When Cohen resigned in 1986, for health reasons, the jts board appointed as his successor its provost, Ismar *Schorsch (to retire in 2006). During his tenure, jts has built upon the developments of Cohen's era, opening a graduate school of Jewish education in 1996 and strengthening the Seminary's Israel campus. It has also embarked on new initiatives: In 1991, jts, yivo and the Russian State University for the Humanities opened Project Judaica, a Jewish studies training program in Moscow aimed at fostering the revival of Jewish life and learning in Russia.
As jts chancellor, Schorsch emerged as an outspoken advocate for Conservative Judaism, publishing a monograph outlining its fundamental tenets, speaking out against discrimination faced by Masorti Jews in Israel, and opening the Schechter Institute of Jewish Studies in Jerusalem. He also brought jts into closer relationship with the Conservative movement's network of Solomon Schechter Hebrew Day Schools. Schorsch disseminated a Conservative perspective to a wide readership, addressing the public directly in his weekly Torah commentary. On certain contemporary issues affecting jts, however, notably the debate over the acceptance of avowed homosexuals as rabbinical candidates, Schorsch's traditionalist position was challenged within the denomination. Moreover, as the leading spokesman for his denomination, Schorsch was also criticized for the declining percentage of American Jews who self-identity as Conservative.
The American Jewish community having decentralized, jts is no longer the sole Conservative Jewish center of higher learning and rabbinic training. In 1996, the University of Judaism opened its own Ziegler School of Rabbinic Studies. A harsh reaction by the mother institution led to a formal separation of the two institutions. Nonetheless, jts remains the most influential Conservative higher-educational institution in the world.

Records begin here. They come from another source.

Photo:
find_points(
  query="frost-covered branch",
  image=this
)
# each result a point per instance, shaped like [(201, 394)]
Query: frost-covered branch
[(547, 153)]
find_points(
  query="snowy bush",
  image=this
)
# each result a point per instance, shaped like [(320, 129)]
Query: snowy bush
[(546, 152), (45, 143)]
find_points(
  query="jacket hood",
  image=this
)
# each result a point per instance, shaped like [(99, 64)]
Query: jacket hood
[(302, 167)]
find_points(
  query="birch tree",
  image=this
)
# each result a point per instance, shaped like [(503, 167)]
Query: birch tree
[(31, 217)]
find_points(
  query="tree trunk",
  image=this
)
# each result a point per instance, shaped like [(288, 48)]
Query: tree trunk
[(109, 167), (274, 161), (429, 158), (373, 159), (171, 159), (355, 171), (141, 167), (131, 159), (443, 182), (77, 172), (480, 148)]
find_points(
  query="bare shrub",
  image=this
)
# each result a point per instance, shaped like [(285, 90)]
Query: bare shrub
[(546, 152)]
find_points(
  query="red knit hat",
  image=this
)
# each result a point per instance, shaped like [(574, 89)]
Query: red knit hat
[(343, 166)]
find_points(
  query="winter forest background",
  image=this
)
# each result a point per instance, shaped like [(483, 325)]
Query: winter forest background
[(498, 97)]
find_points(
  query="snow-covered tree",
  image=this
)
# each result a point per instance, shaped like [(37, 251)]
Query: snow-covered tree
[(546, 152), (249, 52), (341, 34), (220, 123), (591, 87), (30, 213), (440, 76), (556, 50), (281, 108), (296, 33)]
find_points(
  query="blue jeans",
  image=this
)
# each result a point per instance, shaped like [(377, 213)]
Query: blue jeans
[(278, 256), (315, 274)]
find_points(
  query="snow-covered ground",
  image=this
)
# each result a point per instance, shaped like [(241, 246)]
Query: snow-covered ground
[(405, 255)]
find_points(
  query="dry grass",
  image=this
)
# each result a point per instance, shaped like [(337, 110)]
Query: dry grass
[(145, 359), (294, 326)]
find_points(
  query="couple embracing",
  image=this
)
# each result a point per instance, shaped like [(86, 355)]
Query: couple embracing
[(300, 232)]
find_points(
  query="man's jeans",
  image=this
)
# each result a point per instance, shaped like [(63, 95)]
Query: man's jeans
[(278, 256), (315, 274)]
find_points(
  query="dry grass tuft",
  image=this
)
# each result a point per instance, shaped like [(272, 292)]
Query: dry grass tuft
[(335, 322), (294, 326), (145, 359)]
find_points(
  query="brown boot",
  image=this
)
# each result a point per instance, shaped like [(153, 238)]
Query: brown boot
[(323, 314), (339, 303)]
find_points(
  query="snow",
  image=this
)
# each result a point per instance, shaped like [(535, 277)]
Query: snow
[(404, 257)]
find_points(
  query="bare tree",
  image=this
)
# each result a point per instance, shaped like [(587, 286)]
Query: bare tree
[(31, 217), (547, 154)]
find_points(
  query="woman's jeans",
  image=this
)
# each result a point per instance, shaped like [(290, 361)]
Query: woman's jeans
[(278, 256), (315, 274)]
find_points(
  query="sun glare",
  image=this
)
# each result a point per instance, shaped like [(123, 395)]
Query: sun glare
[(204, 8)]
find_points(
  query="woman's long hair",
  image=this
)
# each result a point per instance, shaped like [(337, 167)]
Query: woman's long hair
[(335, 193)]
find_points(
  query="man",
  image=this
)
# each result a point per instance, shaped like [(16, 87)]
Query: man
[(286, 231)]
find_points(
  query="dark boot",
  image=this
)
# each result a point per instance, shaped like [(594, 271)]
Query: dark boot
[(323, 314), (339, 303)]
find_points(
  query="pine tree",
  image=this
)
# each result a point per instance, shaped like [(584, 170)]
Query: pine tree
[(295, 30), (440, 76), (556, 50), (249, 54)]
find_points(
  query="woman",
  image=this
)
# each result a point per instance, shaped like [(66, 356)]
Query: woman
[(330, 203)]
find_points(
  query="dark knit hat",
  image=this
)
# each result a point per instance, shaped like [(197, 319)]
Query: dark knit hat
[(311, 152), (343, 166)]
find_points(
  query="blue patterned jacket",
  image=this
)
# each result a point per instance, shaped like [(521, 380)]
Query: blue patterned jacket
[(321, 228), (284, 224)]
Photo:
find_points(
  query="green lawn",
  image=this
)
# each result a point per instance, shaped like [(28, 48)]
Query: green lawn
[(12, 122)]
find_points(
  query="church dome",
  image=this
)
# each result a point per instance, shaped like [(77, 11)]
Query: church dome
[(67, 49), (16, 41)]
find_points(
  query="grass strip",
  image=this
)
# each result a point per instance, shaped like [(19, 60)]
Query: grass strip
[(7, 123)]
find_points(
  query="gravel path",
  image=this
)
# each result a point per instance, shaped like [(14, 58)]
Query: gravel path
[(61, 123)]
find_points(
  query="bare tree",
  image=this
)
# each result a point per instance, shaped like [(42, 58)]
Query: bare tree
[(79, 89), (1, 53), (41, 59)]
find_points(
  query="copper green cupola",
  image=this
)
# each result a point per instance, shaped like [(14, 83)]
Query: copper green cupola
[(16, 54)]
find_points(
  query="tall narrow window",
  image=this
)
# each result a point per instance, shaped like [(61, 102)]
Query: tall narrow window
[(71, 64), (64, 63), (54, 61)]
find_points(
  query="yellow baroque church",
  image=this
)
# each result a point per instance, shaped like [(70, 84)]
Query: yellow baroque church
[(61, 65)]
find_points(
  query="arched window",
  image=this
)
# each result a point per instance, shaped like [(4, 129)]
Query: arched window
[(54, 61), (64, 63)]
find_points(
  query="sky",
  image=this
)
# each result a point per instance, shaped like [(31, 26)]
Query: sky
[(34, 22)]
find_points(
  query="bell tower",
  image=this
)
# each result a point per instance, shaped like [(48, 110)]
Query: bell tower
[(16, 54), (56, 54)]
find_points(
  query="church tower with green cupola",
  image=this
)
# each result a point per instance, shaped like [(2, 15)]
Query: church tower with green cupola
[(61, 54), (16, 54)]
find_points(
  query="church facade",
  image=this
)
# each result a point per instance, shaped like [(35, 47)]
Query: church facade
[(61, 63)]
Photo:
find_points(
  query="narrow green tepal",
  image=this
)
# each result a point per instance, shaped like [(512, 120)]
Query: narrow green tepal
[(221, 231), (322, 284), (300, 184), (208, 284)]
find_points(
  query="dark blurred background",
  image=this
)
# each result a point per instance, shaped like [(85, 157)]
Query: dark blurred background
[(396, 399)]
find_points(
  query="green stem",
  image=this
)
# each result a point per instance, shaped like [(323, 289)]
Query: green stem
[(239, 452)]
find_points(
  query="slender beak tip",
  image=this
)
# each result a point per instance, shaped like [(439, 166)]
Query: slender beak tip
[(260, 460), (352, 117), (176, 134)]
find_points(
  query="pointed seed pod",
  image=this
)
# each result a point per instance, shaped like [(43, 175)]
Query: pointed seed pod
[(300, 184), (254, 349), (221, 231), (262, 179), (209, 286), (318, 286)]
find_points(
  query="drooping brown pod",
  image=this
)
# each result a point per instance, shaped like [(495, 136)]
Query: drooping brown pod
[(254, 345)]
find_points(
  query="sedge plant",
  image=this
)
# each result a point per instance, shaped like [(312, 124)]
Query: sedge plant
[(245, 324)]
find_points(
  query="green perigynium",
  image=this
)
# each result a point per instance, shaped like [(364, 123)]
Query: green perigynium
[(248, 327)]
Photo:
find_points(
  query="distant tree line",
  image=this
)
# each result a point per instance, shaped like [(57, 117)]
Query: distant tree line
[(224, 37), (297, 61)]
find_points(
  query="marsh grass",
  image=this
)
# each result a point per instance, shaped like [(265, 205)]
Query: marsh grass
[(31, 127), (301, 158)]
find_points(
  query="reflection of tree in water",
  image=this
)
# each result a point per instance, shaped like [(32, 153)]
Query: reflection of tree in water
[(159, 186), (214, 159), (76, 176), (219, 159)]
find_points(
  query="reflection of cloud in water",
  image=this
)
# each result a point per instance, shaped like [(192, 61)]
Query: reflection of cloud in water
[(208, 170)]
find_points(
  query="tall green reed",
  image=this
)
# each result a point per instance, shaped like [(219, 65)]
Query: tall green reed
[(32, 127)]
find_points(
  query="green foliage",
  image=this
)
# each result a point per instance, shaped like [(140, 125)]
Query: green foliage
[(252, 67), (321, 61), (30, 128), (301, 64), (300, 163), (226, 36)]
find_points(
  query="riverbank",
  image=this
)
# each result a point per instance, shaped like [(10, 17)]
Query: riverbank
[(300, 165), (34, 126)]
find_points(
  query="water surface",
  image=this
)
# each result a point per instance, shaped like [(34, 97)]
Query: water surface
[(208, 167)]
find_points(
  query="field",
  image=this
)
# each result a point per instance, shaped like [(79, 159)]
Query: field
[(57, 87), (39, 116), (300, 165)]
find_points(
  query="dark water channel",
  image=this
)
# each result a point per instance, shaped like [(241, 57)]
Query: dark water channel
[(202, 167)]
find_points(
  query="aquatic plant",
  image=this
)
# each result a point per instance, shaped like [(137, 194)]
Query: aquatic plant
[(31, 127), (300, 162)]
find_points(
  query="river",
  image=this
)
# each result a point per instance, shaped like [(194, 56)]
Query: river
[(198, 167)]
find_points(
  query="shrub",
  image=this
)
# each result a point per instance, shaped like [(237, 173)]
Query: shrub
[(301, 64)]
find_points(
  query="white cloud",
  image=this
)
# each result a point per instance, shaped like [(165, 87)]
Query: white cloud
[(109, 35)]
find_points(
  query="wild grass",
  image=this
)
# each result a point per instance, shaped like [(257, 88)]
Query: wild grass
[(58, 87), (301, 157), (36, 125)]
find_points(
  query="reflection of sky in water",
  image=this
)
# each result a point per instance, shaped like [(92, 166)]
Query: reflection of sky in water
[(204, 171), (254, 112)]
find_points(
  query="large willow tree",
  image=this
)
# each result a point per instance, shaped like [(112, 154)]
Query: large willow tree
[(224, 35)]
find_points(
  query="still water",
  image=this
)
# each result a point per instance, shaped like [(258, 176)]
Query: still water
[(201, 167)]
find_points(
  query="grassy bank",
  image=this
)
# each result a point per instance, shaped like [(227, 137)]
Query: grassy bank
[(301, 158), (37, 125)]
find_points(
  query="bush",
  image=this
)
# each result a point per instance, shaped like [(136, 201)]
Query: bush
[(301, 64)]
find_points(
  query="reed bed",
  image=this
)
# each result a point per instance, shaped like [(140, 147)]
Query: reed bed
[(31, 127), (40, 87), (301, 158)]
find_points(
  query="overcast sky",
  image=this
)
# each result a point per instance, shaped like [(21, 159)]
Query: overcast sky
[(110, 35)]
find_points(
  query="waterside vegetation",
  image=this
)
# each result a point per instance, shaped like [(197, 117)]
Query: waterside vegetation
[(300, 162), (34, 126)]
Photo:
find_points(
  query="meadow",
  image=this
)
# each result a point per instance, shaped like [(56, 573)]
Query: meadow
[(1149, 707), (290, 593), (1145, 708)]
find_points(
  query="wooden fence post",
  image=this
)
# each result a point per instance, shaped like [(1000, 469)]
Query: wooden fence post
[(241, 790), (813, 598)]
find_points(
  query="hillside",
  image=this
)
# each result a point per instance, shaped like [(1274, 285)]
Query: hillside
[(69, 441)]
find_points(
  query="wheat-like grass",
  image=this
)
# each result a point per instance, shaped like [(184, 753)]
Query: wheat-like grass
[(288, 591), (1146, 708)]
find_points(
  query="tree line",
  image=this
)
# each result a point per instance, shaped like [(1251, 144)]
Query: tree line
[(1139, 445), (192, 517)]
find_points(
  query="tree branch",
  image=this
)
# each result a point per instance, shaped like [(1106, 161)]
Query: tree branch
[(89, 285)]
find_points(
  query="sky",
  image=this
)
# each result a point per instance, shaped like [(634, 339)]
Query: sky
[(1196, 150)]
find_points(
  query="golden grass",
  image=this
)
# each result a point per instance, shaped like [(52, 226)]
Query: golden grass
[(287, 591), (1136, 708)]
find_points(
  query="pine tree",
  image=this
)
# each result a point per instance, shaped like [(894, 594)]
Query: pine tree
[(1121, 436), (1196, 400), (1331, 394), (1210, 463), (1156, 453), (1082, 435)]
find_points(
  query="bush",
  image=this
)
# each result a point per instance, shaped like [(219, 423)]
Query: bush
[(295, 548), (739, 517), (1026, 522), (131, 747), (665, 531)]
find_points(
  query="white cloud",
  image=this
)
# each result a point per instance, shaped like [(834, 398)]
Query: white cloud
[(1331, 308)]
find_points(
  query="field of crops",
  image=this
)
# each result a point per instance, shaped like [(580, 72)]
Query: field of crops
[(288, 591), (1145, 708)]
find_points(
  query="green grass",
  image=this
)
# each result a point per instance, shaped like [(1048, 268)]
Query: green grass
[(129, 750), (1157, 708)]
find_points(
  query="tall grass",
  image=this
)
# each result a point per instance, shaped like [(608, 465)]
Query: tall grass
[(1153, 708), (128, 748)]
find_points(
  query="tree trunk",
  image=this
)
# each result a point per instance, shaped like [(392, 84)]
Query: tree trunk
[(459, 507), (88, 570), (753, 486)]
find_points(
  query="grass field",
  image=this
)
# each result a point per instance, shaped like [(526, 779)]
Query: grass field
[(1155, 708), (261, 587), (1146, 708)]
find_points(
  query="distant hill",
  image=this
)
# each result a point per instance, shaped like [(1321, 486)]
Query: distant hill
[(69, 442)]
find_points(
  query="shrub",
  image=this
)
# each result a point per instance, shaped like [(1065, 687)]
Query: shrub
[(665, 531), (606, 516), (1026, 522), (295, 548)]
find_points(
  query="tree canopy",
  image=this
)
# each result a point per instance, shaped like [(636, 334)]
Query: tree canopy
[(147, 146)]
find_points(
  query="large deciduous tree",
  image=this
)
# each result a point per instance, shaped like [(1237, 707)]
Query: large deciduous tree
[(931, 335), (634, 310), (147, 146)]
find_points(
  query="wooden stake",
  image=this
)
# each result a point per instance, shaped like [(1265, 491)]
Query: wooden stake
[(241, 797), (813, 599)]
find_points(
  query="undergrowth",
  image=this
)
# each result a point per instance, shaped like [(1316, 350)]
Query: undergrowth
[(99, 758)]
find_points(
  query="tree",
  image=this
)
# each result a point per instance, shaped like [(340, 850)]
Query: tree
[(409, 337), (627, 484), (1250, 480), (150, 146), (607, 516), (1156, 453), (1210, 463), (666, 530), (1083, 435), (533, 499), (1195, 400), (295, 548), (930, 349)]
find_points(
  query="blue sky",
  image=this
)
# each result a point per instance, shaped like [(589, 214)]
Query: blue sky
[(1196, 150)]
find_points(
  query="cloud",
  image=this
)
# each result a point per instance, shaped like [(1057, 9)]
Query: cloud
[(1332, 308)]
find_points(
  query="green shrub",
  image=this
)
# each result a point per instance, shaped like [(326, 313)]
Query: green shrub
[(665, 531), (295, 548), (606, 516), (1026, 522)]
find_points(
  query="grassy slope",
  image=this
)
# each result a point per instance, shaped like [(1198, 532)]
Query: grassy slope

N.B. Cardin and D.W. Silverman (eds.), The Seminary at 100; M. Davis, The Emergence of Conservative Judaism; E. Dorff, Conservative Judaism; R. Fierstien, A Different Spirit; idem, A Century of Commitment; idem (ed.), Solomon Schechter in America; N. Gillman, Conservative Judaism; M. Greenbaum, Louis Finkelstein and the Conservative Movement; P. Nadell, Conservative Judaism in America; Proceedings of the Rabbinical Assembly; J. Sarna, American Judaism; M. Sklare, Conservative Judaism (1972); M. Waxman, ed., Tradition and Change; J. Wertheimer, A People Divided; idem., Conservative Synagogues and Their Members; idem (ed.), Tradition Renewed.